Viktor Frankl e a psicologia do sentido

Viktor Emil Frankl nasceu no dia 26 de março de 1905 em Viena, na Áustria. Faleceu em 2 de setembro de 1997, aos 92 anos de idade.

Descendente direto de judeus, ele foi médico, psicólogo, psiquiatra e sobrevivente dos campos de concentração da Alemanha na época da Segunda Guerra Mundial.

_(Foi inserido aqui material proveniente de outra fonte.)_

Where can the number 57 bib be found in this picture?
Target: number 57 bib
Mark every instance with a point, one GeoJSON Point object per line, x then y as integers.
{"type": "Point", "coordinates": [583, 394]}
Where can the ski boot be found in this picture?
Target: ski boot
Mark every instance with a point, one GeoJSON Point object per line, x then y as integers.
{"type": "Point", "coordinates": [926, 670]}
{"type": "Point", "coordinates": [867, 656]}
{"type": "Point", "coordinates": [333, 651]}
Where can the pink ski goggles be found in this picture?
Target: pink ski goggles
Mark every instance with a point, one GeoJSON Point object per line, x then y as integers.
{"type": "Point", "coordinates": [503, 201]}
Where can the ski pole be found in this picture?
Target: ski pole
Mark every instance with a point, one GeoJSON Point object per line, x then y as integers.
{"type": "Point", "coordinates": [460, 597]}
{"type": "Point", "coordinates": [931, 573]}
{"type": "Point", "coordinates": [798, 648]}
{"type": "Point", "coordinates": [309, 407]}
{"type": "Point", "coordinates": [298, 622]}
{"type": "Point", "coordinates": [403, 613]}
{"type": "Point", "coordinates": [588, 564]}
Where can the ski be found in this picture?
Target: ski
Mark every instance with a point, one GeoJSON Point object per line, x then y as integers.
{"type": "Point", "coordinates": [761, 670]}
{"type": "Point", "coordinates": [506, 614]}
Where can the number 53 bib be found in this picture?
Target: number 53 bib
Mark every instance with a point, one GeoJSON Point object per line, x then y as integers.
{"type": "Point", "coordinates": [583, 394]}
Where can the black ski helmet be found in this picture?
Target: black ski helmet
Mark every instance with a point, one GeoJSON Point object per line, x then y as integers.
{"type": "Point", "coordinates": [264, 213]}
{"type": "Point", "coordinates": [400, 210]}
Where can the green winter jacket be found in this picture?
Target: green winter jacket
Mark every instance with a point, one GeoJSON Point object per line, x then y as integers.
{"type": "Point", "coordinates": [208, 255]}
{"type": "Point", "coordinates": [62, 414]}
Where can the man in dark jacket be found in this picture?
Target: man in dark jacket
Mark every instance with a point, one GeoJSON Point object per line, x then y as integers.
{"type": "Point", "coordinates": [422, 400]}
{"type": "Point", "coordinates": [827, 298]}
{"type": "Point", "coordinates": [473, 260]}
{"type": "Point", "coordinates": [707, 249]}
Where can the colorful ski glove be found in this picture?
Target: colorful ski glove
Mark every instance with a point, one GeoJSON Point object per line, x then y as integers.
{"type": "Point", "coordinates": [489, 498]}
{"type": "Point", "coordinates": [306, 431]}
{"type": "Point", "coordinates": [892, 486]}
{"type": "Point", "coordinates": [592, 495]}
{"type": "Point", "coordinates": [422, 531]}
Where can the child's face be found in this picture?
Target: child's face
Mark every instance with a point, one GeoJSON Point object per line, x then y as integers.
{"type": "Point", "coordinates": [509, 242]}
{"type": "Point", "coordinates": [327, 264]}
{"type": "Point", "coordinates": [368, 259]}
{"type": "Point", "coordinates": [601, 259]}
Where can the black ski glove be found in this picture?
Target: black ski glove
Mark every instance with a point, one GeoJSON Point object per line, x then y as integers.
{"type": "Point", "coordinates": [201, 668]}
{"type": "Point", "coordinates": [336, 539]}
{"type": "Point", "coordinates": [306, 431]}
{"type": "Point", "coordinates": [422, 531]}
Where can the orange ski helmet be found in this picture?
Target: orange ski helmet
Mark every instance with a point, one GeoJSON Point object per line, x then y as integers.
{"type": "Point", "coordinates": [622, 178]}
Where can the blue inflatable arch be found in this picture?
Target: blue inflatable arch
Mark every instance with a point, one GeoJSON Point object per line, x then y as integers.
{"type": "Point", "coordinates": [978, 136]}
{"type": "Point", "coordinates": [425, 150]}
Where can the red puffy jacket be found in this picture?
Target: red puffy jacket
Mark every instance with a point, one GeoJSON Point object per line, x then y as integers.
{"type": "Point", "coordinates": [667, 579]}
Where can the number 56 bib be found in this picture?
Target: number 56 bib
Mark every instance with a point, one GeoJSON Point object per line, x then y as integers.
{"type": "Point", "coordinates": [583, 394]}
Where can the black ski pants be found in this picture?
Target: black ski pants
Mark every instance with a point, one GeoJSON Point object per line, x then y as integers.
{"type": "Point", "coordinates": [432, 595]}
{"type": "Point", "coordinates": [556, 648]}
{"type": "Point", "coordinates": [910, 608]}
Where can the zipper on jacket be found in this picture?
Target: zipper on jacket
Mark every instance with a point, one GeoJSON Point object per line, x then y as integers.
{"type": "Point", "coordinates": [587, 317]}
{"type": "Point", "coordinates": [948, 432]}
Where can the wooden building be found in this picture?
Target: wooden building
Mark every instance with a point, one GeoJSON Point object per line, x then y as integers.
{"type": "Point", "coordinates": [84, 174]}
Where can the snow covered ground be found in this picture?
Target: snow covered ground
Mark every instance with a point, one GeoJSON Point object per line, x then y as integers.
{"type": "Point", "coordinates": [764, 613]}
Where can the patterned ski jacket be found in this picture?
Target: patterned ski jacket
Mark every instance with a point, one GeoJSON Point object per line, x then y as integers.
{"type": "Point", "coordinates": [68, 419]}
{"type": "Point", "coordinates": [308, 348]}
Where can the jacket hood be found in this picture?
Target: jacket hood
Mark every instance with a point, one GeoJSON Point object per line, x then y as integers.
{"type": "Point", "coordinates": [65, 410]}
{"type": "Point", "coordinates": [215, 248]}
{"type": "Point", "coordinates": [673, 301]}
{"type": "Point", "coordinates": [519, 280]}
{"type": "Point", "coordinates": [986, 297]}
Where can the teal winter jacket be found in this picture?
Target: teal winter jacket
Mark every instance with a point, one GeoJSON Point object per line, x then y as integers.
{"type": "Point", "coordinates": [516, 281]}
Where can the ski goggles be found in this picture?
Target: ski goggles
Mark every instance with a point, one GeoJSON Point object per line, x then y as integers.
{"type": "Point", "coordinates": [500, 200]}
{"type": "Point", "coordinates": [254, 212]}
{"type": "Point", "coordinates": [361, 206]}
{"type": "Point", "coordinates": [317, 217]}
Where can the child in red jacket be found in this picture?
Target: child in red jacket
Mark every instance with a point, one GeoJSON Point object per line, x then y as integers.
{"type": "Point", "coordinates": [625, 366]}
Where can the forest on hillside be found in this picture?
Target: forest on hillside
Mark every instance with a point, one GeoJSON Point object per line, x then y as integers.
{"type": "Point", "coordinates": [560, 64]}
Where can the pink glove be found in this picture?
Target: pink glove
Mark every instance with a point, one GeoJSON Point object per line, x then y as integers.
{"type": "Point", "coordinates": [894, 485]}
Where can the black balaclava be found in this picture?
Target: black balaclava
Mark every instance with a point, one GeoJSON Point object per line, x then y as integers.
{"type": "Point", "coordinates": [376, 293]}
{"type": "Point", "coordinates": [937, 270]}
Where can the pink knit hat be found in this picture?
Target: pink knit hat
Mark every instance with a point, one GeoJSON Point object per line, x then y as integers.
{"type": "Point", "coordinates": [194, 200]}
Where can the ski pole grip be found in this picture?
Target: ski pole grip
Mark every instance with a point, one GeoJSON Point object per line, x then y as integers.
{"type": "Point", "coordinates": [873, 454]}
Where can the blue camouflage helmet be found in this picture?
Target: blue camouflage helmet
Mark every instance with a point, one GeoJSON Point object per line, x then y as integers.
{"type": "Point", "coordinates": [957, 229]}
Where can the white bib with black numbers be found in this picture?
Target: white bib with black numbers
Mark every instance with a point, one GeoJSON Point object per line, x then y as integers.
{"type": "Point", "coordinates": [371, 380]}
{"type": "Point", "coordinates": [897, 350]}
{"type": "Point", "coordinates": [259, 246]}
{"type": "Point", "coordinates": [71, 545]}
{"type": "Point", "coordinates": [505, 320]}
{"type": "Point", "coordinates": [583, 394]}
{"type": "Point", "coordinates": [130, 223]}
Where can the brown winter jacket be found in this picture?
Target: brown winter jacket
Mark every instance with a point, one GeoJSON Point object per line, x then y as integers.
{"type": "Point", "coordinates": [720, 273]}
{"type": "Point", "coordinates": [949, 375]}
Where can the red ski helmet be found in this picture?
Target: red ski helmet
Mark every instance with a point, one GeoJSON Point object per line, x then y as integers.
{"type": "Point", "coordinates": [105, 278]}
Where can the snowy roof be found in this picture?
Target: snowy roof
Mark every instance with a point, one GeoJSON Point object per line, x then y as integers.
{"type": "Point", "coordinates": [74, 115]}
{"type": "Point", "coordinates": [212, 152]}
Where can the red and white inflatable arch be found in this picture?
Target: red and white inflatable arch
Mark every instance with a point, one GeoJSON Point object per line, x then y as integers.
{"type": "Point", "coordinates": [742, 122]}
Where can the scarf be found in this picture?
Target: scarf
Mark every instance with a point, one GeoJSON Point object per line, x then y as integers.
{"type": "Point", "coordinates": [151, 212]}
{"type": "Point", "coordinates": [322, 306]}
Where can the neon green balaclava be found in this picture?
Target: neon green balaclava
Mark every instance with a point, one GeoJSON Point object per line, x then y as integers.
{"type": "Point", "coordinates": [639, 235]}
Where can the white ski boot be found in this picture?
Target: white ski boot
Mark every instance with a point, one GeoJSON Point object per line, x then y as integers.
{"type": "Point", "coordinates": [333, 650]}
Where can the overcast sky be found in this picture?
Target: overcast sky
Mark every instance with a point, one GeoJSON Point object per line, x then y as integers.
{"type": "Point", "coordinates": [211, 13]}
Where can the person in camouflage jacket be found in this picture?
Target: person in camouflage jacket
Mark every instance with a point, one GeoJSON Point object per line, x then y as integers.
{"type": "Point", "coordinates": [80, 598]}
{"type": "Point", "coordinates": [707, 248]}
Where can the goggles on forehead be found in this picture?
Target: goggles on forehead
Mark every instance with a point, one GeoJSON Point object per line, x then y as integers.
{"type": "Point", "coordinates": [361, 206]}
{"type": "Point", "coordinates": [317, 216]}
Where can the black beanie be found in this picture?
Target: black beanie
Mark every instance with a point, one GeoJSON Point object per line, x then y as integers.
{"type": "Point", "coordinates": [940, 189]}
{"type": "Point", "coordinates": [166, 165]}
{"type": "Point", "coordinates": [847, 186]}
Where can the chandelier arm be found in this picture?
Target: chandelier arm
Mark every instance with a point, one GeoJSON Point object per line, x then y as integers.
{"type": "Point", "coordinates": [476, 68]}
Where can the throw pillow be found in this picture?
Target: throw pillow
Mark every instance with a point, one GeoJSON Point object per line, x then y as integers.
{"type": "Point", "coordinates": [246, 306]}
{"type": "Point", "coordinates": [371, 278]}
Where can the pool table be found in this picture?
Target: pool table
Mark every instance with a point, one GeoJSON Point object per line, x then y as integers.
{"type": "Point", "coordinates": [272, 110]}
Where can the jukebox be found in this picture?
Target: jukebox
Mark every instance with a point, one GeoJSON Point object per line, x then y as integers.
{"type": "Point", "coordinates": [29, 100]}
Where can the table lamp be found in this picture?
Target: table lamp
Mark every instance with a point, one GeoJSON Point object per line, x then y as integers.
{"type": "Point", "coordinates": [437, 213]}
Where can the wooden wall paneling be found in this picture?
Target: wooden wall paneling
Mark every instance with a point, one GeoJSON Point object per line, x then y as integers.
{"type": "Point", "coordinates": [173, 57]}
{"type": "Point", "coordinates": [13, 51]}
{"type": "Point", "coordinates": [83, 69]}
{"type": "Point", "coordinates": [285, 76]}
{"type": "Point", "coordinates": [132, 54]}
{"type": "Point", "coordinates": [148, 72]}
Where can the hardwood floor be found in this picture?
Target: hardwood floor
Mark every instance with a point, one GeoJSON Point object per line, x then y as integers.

O austríaco também foi um renomado filósofo da humanidade contemporânea, tendo feito diversas contribuições à psicologia, psiquiatria e neurologia.

Sabe-se que, no colégio, Frankl era um aluno inveterado a seguir na área da saúde. Aos 13 anos, já no segundo grau, ele assistia a uma aula de ciências naturais, durante a qual seu professor explicava que a vida acontece como um “processo de oxidação e combustão”. O jovem Frankl interrompeu a aula, perguntando, em voz alta, o seguinte: “Professor, se é assim, que sentido tem a vida?

Desde cedo, já era possível perceber a curiosidade e preocupação de Frankl pela filosofia, especialmente por aquilo que trata sobre os sentidos, propósitos e causas da existência humana.

O jovem Frankl se destacou durante toda sua trajetória escolar. No último ano, para o exame final, ele entregou um trabalho sobre a psicologia do pensamento filosófico, com ênfase na filosofia existencialista de Sartre, da qual discordava em partes.

Diferentemente da maioria dos pensadores do Existencialismo – vertente que lhe serviu de base –, Frankl não era pessimista, cético e antirreligioso. Ele assumia uma visão mais otimista e esperançosa sobre a capacidade humana de superar adversidades e imposições da vida moderna.

Frankl se preocupava, acima de tudo, com o conceito de sentido, a partir do qual o ser humano se orienta na viagem de sua existência.

Em 1921, aos 16 anos de idade, Frankl já expunha suas ideias e considerações em palestras e debates por vários cantos da Europa. Nesse mesmo ano, ele participou de uma conferência sobre o tema “O Sentido da Vida” e, após o evento, foi imediatamente contratado para ser funcionário da Juventude Trabalhadora Socialista, uma comunidade com fins acadêmicos.

O vigor intelectual de Frankl rapidamente impressionou e o colocou em correspondência direta com Sigmund Freud. Por influência deste, Frankl publicou seu primeiro artigo científico em 1924, numa publicação renomada chamada International Journal Of Individual Psychology. Era um grande feito para alguém que estava em vias de iniciar a faculdade.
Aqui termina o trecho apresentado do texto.